Basically I tried to partition the table by month and then inserted all the data (in the order of 10^9 rows). The typical query that is executed is filtering on license_id and some date range. E.g.

WITH filtered_order_with_returns AS (
    SELECT 
        ...
    FROM order_with_returns or
    WHERE license_id = 'abc' AND (date::date BETWEEN '2023-10-01'::date AND '2023-10-31'::date) 
)
SELECT ... <bunch of aggregations on data from filtered_order_with_returns CTE> ...
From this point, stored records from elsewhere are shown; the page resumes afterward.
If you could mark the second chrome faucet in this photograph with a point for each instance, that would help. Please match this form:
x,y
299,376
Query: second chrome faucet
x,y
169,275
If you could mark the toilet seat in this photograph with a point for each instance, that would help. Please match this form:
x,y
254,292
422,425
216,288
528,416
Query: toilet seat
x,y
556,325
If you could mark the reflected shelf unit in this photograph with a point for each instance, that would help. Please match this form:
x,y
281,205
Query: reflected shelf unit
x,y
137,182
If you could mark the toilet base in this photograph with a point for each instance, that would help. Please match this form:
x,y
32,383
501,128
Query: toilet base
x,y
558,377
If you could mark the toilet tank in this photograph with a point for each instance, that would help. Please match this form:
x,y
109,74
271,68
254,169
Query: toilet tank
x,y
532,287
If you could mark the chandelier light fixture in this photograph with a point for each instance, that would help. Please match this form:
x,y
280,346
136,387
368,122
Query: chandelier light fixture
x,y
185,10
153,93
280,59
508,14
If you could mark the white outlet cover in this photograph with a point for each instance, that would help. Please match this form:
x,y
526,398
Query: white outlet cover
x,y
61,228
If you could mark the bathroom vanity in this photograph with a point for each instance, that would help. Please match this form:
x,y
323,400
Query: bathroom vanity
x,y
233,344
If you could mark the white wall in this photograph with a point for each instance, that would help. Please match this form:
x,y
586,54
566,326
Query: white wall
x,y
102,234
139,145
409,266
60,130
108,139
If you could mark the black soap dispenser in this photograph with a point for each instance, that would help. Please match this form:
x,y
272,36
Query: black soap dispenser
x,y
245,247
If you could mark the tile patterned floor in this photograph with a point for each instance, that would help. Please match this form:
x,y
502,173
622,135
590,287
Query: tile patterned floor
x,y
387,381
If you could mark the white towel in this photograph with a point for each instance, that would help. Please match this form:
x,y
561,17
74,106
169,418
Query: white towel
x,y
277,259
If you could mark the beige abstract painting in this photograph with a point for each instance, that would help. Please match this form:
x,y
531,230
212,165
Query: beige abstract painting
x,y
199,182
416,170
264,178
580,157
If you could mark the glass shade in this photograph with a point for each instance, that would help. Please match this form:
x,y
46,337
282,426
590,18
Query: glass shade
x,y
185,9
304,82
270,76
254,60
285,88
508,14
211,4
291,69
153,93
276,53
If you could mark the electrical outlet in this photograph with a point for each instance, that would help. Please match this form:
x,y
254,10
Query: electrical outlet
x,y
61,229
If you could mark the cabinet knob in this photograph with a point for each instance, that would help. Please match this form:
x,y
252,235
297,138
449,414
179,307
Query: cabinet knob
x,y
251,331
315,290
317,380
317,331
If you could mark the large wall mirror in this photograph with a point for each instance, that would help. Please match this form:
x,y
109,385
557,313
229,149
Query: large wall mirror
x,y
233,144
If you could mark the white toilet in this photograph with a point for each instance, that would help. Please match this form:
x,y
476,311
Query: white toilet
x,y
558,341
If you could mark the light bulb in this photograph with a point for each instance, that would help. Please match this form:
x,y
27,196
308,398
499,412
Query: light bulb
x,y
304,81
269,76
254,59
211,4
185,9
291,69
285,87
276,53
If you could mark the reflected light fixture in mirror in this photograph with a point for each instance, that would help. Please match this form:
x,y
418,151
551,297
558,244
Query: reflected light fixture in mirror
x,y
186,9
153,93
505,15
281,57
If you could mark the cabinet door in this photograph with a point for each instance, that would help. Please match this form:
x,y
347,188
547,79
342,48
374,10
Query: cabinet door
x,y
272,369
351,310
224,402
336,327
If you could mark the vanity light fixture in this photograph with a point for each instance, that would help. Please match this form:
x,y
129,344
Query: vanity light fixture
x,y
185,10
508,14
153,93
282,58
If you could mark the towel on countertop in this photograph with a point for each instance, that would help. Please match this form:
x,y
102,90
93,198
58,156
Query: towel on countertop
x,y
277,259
What I would expect the query planer to do, to only scan stuff from the October partition but instead I see this:

  CTE filtered_order_with_returns
  ->  Gather  (cost=1000.14..6218934.03 rows=332 width=181) (actual time=33477.287..34017.848 rows=1430 loops=1)
      Workers Planned: 2
      Workers Launched: 2
      ->  Parallel Append  (cost=0.14..6217900.83 rows=148 width=181) (actual time=22617.904..22975.694 rows=477 loops=3)
            ->  Parallel Index Scan using order_with_returns_order_id_license_id_date_add_idx36 on order_with_returns_2024_01 orv_37  (cost=0.14..9.13 rows=1 width=408) (actual time=0.004..0.004 rows=0 loops=1)
                  Index Cond: (license_id = 'abc'::text)
                  Filter: (((date)::date >= '2023-10-01'::date) AND ((date)::date <= '2023-10-31'::date))
            ->  Parallel Index Scan using order_with_returns_order_id_license_id_date_add_idx37 on order_with_returns_2024_02 orv_38  (cost=0.14..9.13 rows=1 width=408) (actual time=0.003..0.003 rows=0 loops=1)
                  Index Cond: (license_id = 'abc'::text)
                  Filter: (((date)::date >= '2023-10-01'::date) AND ((date)::date <= '2023-10-31'::date))
... <scans through all partitions>

This is not the behavior I hoped for and especially in terms of performance (> 30s) still very disappointing. I want to understand why the planner is not smart enough to utilize the partitioned nature of this table. What a tried so far in terms of debugging, was

  1. limiting the WHERE filter to one specific date but I still get the same result
  2. trying a SET LOCAL enable_partitionwise_aggregate = on; in the same transaction to see whether this is connected to the aggregation that is performed in the query

Might this be related to the fact that I cast "date" to date and that the "date" column is a timestamptz type of field? Could I help the planner to find the right partition by adding constraint checks to each partition?


Solution

  • date is not the same as date::date, and since you partitioned by date, PostgreSQL cannot use partition pruning. Simple as that.

    Two suggestions:

    1. Try this equivalent condition:

      SELECT ...
      FROM order_with_returns
      WHERE license_id = 'abc'
        AND date >= '2023-10-01 00:00:00'
        AND date < '2023-11-01 00:00:00'
      

      (If you are using timestamp with time zone, you may want to add a timezone.)

    2. Don't name columns date if they aren't, and don't use SQL keywords as identifiers to begin with.